IV. BOZMA VE BOZMADAN SONRAKİ YARGILAMA SÜRECİ
A. Bozma Kararı
Yargıtay (kapatılan) 13. Hukuk Dairesinin 04.02.2020 tarihli kararıyla; mahkemece, doğum öncesindeki muayene ve tedavilere ilişkin tüm bilgiler ilgili hastaneden celp edilerek üniversitelerin tıp fakültelerinde görevli öğretim üyelerinden Kadın Hastalıkları ve Doğum konusunda uzman, akademik kariyere sahip üç kişilik bilirkişi kurulundan, davalı doktorun doğum şekli tercihi ve doğum esnasında aldığı kararlar ve uygulamaların davacı ...’un sağ kolunda meydana gelen engelin doğmasıyla sonuçlanan olayda davalı doktora ve hastaneye atfı kabil bir kusur olup olmadığı konusunda, nedenlerini açıklayıcı, davacı iddialarını karşılayacak şekilde taraf, mahkeme ve Yargıtay denetimine elverişli rapor alınarak sonucuna göre karar verilmesi gerektiği gerekçesiyle, kararın bozulmasına karar verilmiştir.
B. Mahkemece Bozmaya Uyularak Verilen Karar
Mahkemenin ilam başlığında tarih ve sayısı belirtilen kararıyla; bozmaya uygun şekilde alınan bilirkişi kurul raporlarında; doktora izafe edilecek herhangi bir özensizlik, eksiklik veya ihmal görülmediği, davalı gebenin, ilk defa müracaat ettiği ve ilerlemiş doğum eylemi safhasında iken geldiği hastanede kendisi ve bebeği için vaginal doğumun uygun olduğunun tespit edilmiş ve sözlü bilgi sonrası mevcut onam formunu imzalandığının belirlendiği, somut olayda alanında uzman bilirkişilerce hazırlanan raporda davacı hastanın doğumu ve sonrasında davalı doktor tarafından yapılan işlemlerin tıbbi kurallar dahilinde olduğu, herhangi bir ihmal veya bilimsel yetersizlik olmadığı yönünde rapor sunulduğu anlaşıldığından davalı hekimin kusurunun olmadığı gerekçesiyle davanın reddine karar verilmiştir.
V. TEMYİZ
A. Temyiz Sebepleri
Davacılar vekili; onam belgesinin eksik ve usule uygun olmadığını, bilirkişi heyeti olayı komplikasyon olarak değerlendirmişse de olayın doktorun hatalı doğum yöntemi seçmesinden kaynaklandığını, hastayı normal doğum yerine sezeryana yönlendirmesi ve sebeplerini izah etmesi gerektiğini, bunu yapmamasının mesleki yetersizlik ve tecrübesizlik olduğunu, ... bebeğin sakat kaldığını belirterek, mahkeme kararının bozulmasını istemiştir.
B. Değerlendirme ve Gerekçe
Uyuşmazlık, vekalet ilişkisinden kaynaklı hekim hatası iddiasına dayalı maddi ve manevi tazminat istemine ilişkindir.
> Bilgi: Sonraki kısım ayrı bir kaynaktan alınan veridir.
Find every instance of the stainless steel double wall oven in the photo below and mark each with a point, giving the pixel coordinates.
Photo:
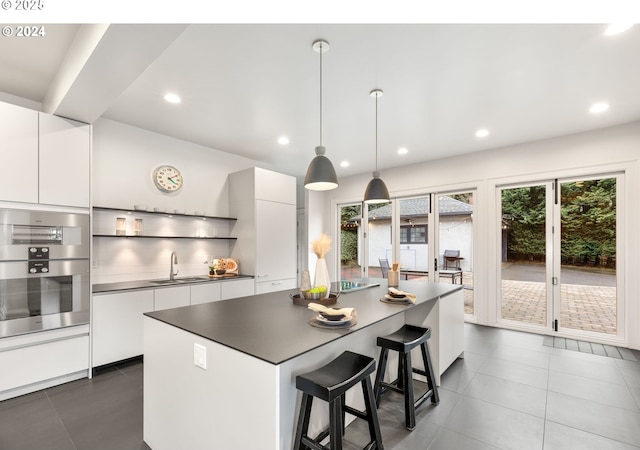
(44, 270)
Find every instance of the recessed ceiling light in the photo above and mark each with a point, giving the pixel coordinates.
(598, 107)
(172, 98)
(617, 28)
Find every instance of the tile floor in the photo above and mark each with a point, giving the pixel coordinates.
(509, 392)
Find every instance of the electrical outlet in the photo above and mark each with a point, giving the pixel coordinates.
(200, 356)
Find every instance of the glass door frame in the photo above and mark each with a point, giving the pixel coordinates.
(619, 337)
(553, 262)
(549, 308)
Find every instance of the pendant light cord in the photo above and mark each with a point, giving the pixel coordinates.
(376, 133)
(321, 94)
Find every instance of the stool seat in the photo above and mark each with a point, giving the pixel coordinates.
(403, 341)
(330, 383)
(334, 379)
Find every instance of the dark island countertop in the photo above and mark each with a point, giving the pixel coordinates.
(102, 288)
(271, 328)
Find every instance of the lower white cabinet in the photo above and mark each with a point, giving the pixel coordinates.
(35, 361)
(171, 297)
(237, 288)
(117, 318)
(205, 293)
(117, 325)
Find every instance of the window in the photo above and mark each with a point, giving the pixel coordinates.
(413, 234)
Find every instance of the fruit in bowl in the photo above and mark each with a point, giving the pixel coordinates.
(315, 293)
(219, 268)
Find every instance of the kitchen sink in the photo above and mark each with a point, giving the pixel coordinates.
(179, 280)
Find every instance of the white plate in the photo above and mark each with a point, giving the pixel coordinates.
(325, 321)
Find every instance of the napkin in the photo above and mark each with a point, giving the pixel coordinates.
(410, 296)
(347, 312)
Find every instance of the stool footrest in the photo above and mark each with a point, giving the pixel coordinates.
(393, 386)
(355, 412)
(310, 443)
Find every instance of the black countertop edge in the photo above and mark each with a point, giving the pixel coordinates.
(149, 284)
(237, 324)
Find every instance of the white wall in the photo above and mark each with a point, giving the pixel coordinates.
(124, 158)
(615, 149)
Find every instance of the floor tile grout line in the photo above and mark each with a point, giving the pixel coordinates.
(592, 433)
(66, 431)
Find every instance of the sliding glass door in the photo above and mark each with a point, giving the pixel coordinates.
(524, 257)
(455, 243)
(558, 265)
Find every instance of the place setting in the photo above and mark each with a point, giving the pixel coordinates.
(332, 318)
(398, 297)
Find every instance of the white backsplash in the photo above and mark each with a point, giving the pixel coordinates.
(117, 259)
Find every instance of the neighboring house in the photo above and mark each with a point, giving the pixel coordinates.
(456, 232)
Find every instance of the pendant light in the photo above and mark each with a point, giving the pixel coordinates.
(377, 191)
(321, 176)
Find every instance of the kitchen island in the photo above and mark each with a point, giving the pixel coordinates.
(222, 375)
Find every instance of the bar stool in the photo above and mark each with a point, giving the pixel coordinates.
(403, 341)
(330, 383)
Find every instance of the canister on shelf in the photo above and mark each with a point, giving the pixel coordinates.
(137, 227)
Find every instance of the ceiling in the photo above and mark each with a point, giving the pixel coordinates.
(244, 86)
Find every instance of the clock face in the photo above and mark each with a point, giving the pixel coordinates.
(167, 178)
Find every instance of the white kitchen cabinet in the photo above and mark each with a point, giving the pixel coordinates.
(171, 297)
(117, 325)
(205, 293)
(264, 204)
(236, 288)
(264, 287)
(19, 154)
(35, 361)
(44, 158)
(65, 147)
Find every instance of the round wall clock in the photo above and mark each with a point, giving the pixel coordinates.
(167, 178)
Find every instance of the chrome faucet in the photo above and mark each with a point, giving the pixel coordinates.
(174, 260)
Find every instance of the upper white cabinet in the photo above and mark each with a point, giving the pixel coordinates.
(64, 161)
(264, 204)
(45, 159)
(18, 154)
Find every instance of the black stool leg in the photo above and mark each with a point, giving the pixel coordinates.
(372, 415)
(382, 366)
(336, 424)
(407, 387)
(431, 378)
(303, 421)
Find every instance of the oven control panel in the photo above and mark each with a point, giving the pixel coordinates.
(38, 259)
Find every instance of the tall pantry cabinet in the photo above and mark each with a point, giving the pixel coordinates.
(44, 158)
(264, 204)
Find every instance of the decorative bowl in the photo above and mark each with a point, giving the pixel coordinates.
(332, 316)
(313, 295)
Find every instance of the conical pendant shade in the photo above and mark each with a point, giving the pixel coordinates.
(321, 176)
(376, 191)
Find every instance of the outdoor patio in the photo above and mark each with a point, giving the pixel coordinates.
(585, 307)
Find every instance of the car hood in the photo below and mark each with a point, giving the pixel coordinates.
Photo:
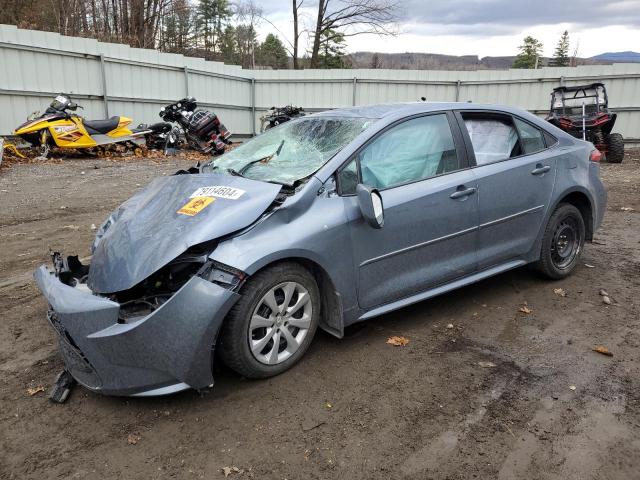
(164, 219)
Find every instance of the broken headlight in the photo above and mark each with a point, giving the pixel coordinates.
(223, 275)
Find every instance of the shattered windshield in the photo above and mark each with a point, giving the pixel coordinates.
(293, 150)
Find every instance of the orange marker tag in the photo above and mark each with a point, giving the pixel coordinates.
(196, 205)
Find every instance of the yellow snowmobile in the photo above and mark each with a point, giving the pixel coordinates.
(58, 127)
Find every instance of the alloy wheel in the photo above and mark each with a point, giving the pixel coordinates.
(565, 245)
(279, 323)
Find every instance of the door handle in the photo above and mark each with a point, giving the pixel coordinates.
(540, 169)
(462, 192)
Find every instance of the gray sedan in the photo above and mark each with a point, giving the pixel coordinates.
(324, 221)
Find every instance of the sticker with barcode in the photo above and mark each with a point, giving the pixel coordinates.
(218, 191)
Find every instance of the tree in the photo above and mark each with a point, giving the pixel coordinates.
(332, 53)
(347, 18)
(297, 5)
(272, 53)
(561, 54)
(229, 46)
(375, 61)
(246, 40)
(176, 29)
(530, 53)
(212, 16)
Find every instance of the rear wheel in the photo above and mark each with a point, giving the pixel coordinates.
(272, 325)
(562, 242)
(615, 147)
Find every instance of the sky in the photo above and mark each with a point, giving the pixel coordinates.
(486, 27)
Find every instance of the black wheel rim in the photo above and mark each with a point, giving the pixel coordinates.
(566, 244)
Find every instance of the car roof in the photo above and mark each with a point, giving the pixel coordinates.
(410, 108)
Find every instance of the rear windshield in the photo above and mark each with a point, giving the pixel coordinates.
(293, 150)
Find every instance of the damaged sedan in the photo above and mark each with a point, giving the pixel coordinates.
(324, 221)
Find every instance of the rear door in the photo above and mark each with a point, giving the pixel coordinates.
(430, 209)
(515, 173)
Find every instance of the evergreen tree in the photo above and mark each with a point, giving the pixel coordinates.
(561, 54)
(212, 15)
(530, 54)
(332, 50)
(246, 40)
(229, 46)
(272, 53)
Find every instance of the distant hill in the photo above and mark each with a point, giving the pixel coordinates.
(619, 57)
(433, 61)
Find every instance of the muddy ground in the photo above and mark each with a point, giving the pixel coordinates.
(357, 408)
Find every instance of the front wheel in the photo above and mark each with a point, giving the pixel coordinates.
(562, 242)
(271, 327)
(615, 148)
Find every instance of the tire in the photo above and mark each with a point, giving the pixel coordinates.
(615, 144)
(242, 335)
(562, 242)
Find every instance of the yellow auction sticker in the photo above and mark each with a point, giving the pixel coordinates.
(195, 205)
Mahkemece bozma ilamına uyulmasına karar verilerek bozma doğrultusunda inceleme yapıldığı, alınan heyet raporlarının bozmaya uygun, taraf, mahkeme ve Yargıtay denetimine elverişli ve birbiriyle uyumlu olduğu, uzman heyet raporuyla, dava konusu vakada omuz takılmasına neden olabilecek risk faktörlerinin mevcut olmadığı, doğum eyleminin normal ilerlemesi ve bebeğin kalp atımlarının normal olması nedeniyle hastanın sezaryen endikasyonunun mevcut olmadığı, hekimin doğum eylemini hasta başvurduğundan itibaren yönettiği; doğumu bizzat yaptırdığı ve omuz takılması sonrası gerekli manevraları yaptığı, bebekte brakial pleksus yaralanması şüphesi oluştuğunda ilgili branşlardan konsültasyon isteyerek süreci doğru yönettiğinin belirlendiği, olayda davalı doktora ve hastaneye atfı kabil bir kusur olmadığı, davacı hastanın aydınlatıldığı ve hastane veya doktora sorumluluk yüklenemeyeceği anlaşılmakla davacılar vekilinin temyiz itirazlarının reddi ile usul ve kanuna uygun bulunan kararın onanmasına karar verilmiştir.
VI. KARAR
Açıklanan sebeplerle;
Temyiz olunan Mahkeme kararının 1086 sayılı Hukuk Usulü Muhakemeleri Kanunu'nun (1086 sayılı Kanun) 439. maddesi uyarınca ONANMASINA,
Aşağıda yazılı bakiye temyiz harcının temyiz eden davacılara yükletilmesine,
6100 sayılı Hukuk Muhakemeleri Kanunu'nun Geçici 3. maddesi atfıyla 1086 sayılı Kanun'un 440. maddesi gereğince karar düzeltme yolu açık olmak üzere,17.02.2025 tarihinde oy birliğiyle karar verildi.